Jeff winced. Maybe he’d called the wrong person for advice on kids.
Her hand obviously half over the phone, Peggy calmly said, “Teddy, don’t twist your sister’s arm, you’ll break it.”
Unbelievable. Teddy. A nine-year-old enforcer.
“Honestly, Jeff,” Peggy spoke to him again. “You’re just going to have to deal with this. Whose baby is it, anyway?”
The name would be forever etched into his memory. “Sergeant Hank Powell. We served together in the Gulf. According to the note, Hank and his wife were killed in a car accident.”
“Oh,” soft-hearted Peggy sighed. “How terrible.”

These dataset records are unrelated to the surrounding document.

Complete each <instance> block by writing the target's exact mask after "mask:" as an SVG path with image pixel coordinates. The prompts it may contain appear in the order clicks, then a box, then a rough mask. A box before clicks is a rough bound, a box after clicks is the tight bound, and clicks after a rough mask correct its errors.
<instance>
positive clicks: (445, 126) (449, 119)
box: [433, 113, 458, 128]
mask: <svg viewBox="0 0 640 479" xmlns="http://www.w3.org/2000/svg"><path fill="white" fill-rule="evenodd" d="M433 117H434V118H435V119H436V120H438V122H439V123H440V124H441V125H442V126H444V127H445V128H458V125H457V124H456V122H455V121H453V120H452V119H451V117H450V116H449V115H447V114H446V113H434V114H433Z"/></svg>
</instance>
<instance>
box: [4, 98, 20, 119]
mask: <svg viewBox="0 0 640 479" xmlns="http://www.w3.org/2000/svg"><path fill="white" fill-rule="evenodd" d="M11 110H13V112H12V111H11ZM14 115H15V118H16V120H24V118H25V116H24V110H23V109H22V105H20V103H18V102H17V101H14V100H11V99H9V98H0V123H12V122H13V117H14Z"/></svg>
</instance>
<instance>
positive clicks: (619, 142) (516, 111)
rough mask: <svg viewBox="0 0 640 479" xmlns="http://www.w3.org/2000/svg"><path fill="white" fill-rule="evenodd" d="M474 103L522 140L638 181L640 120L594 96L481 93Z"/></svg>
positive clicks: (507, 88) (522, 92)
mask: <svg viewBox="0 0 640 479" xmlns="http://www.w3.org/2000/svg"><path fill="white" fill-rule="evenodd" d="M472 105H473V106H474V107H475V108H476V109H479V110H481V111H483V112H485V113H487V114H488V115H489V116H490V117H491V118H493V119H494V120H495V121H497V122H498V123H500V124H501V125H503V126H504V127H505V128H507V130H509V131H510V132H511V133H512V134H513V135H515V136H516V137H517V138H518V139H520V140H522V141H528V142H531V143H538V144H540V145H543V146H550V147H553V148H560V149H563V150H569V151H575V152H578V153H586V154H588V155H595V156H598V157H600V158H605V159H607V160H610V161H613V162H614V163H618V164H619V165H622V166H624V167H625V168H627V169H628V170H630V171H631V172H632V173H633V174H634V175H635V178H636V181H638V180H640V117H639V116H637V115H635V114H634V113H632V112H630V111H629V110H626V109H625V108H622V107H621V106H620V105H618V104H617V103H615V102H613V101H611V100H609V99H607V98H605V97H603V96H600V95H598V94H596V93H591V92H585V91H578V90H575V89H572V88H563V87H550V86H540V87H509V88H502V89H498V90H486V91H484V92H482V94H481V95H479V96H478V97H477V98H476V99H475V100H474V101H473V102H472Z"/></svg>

“Yeah,” Jeff muttered, with a glance at the infant staring at him through wide blue eyes. Heck, he hadn’t seen Hank in years. What had Jeff ever done to make the man hate him enough to saddle him with his kid?
“Oops,” his sister said abruptly. “Gotta run. Thomas’s violin lesson is in fifteen minutes. Then Tina has ballet and Teddy has—”
“Karate?”
She laughed. “No, what am I, nuts? Drums.”
Good Lord. Then, realizing she was hanging up on him, he panicked. “Peg, I need help. At least until I can figure out how to get out of this.”
His sister sighed dramatically. After a moment, though, she perked right up. “Of course!” she said. “I’ll call Laura.”
“Laura?” he repeated. “Laura who?”
“I don’t know why I didn’t think of her right away,” Peg went on, mostly to herself. “I’m sure she’d be willing.”
“Willing to what?”
“Really, Jeff,” Peggy said abruptly. “I’ve got to rush. Call you later to tell you when to expect Laura.”
“Laura who?” he demanded again.
A dial tone hummed in his ear.
Abandoned, Jeff replaced the receiver and looked down at the finally quiet baby cradled against his side. Actually, when it was silent, holding it wasn’t an entirely unpleasant sensation. A peaceful expression crossed the infant’s face, and Jeff breathed a sigh of relief. Maybe the worst was over.